Litter clean-up has many purposes including public health, achieved by reducing contaminants in storm water, but it is also to safeguard scenic character, which is a core trait in the state’s appeal for economic development.
So I questioned why programs to proactively beautify roadsides were omitted. It turns out these are beyond the legislative scope of the report and I sense that over-delivering may not be well received.
It is too bad because North Carolinians are largely unaware of how much the NC Department of Transportation does to protect and enhance the state’s overall appeal along its roadsides.
Roadsides are the first and last impression that more than 90% of the state’s visitors receive, as well as tens of millions of potential visitors who are just passing through.
When I arrived in Durham twenty-six years ago to complete the last half of a four-decade career in visitor-centric economic and cultural development, Bill Johnson, a now retired NCDOT roadside engineer was deep into two, now award-winning, beautifications projects.
Today, North Carolinians and visitors to the state are greeted with 1,500 acres of wildflowers across the state as they drive along Interstates here.
Bill also started a program to recognize and preserve scenic byways along secondary roads across the state.
Soon the number will be increased to 58 covering more than 2,300 roadway miles showcasing every part of North Carolina including Durham, one of the few urban counties to set one aside, a favorite of mine astride a trusty Harley-Davidson Crossbones.
It is also a stated goal of NCDOT to “have well established and aesthetically pleasing forest along the highways in North Carolina.” I haven’t seen a report for this decade but from the 1960s through the 2000s, NCDOT planted about 5 million trees along roadsides here.
A good share were planted in league with the America Treeways Program, a partnership of many agencies and volunteer organizations with the National Tree Trust established in the early 1990s by the first President Bush, a Republican.
Back then, it was also a bipartisan national policy to have well established and aesthetically pleasing forests along highways.
I will never forget a sentiment expressed by Bush I during my first few months in Durham, “Every tree is a compact between generations.”

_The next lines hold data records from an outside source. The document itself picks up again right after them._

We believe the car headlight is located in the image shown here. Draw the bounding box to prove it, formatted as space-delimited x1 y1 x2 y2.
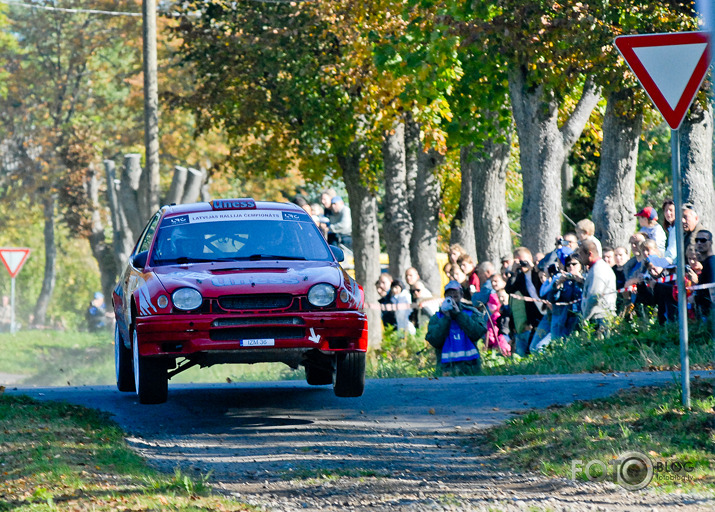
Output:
307 283 336 307
172 288 203 310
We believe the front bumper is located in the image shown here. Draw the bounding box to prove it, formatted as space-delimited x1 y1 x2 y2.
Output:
134 310 368 358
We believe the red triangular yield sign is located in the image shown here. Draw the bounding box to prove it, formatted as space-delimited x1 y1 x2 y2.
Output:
0 248 30 278
615 32 711 130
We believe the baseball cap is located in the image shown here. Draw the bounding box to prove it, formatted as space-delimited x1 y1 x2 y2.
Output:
94 292 104 300
444 280 461 292
330 196 343 204
682 202 697 215
635 206 657 221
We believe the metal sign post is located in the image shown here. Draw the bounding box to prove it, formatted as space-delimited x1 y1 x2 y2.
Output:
10 276 16 334
671 129 690 407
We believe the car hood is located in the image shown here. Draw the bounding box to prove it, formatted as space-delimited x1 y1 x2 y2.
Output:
151 260 344 297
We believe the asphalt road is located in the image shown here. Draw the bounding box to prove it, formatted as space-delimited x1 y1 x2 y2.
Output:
7 371 714 480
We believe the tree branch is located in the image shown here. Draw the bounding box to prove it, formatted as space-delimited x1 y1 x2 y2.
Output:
560 76 601 151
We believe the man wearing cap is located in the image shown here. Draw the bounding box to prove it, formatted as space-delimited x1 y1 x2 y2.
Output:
327 196 353 250
635 206 666 255
425 280 487 374
683 203 705 256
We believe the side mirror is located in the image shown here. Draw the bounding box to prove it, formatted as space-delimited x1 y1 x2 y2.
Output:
330 245 345 262
132 251 148 269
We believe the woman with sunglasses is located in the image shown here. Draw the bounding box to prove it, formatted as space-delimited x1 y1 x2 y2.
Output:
547 255 584 341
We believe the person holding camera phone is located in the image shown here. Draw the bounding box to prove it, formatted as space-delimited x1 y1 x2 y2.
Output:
425 280 487 374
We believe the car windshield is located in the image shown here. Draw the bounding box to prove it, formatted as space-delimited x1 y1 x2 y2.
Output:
151 212 333 265
150 214 333 265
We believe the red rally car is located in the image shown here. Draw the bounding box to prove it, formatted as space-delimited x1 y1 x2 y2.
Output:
112 198 368 404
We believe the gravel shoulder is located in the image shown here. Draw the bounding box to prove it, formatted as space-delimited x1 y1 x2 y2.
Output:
10 371 715 511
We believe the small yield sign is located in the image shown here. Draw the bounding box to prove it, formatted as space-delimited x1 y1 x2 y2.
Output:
0 248 30 334
0 248 30 278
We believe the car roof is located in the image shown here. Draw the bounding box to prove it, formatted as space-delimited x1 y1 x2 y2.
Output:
159 200 305 217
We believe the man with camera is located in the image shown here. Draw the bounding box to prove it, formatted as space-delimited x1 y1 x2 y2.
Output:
425 280 487 373
504 247 545 355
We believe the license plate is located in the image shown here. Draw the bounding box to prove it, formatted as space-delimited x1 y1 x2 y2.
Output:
240 338 275 347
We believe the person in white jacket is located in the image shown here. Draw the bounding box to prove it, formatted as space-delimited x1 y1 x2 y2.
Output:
578 239 617 337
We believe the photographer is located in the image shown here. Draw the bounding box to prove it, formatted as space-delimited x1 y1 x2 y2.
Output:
504 247 544 356
425 281 487 374
624 239 662 317
546 255 583 341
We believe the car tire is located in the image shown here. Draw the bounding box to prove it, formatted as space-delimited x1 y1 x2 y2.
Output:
115 324 135 392
132 326 168 404
305 364 333 386
333 352 365 397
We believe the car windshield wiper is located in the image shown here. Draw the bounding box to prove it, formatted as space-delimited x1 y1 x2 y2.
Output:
246 254 306 261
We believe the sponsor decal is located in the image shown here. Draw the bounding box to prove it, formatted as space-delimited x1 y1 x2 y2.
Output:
281 211 311 222
213 199 256 210
240 338 275 347
188 211 283 223
136 280 158 315
211 276 301 287
165 215 189 226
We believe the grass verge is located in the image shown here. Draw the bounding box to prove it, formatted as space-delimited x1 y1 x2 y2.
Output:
479 378 715 494
0 330 300 387
368 317 714 378
0 392 252 511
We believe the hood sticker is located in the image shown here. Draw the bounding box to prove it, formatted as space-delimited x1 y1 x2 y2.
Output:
188 211 282 223
211 276 301 287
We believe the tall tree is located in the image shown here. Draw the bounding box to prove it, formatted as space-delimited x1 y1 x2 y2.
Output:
465 132 514 264
382 121 412 279
589 0 699 249
680 100 715 230
0 1 140 323
170 1 406 346
592 90 641 250
379 2 514 265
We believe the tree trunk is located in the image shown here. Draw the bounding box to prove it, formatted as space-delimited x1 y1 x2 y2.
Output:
165 166 188 205
509 68 601 253
680 101 715 230
450 150 476 258
592 89 641 250
142 0 160 218
86 164 119 301
118 154 145 237
382 122 412 278
338 146 382 349
468 133 514 265
411 146 443 297
33 193 57 327
404 113 420 217
105 159 139 271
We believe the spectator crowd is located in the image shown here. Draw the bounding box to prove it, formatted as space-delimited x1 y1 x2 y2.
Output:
294 191 714 372
369 200 715 372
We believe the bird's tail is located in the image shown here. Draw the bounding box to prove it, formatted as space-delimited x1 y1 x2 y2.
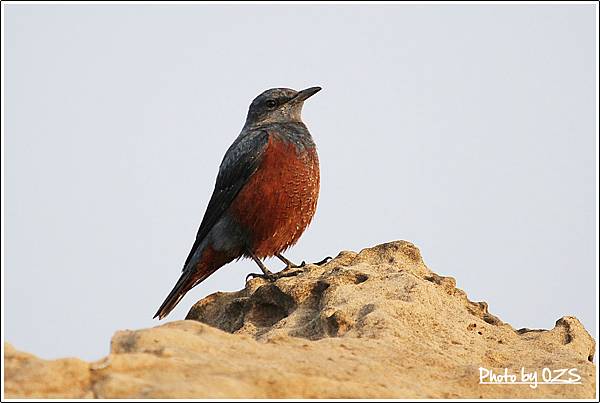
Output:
153 269 196 320
154 248 225 320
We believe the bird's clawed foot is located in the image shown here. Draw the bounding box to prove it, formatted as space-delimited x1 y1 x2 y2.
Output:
276 253 333 269
276 253 302 270
246 251 304 283
245 252 333 283
296 256 333 267
313 256 333 266
245 269 303 283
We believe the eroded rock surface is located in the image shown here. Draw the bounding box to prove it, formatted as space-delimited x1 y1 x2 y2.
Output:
4 241 596 398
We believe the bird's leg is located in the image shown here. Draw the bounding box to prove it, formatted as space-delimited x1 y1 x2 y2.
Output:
245 252 274 281
246 250 303 282
276 253 301 270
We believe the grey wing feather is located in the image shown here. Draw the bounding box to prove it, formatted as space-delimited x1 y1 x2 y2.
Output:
182 130 269 269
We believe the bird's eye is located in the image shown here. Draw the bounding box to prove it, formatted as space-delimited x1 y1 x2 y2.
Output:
265 99 277 108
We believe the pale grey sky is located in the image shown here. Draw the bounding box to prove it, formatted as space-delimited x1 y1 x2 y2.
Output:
4 4 597 360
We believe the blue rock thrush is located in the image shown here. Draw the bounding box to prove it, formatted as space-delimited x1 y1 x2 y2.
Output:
154 86 329 319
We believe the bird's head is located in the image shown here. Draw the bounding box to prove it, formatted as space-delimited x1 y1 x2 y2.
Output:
244 86 321 128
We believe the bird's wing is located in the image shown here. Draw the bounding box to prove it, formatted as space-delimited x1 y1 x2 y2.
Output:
182 129 270 270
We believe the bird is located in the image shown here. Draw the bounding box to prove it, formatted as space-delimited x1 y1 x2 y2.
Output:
154 86 329 320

Add that to the list of intergenerational compacts that have been shattered over the past decade.
Today, in North Carolina, many legislators inexplicably work overtime to sacrifice trees along the 14% of roadways that are part of the National Highway System here where they still remain, even though protected in the state constitution.
As a result, except whenever the Governor intervenes, Carolina’s once vaunted appeal for scenic character is rapidly falling into tatters.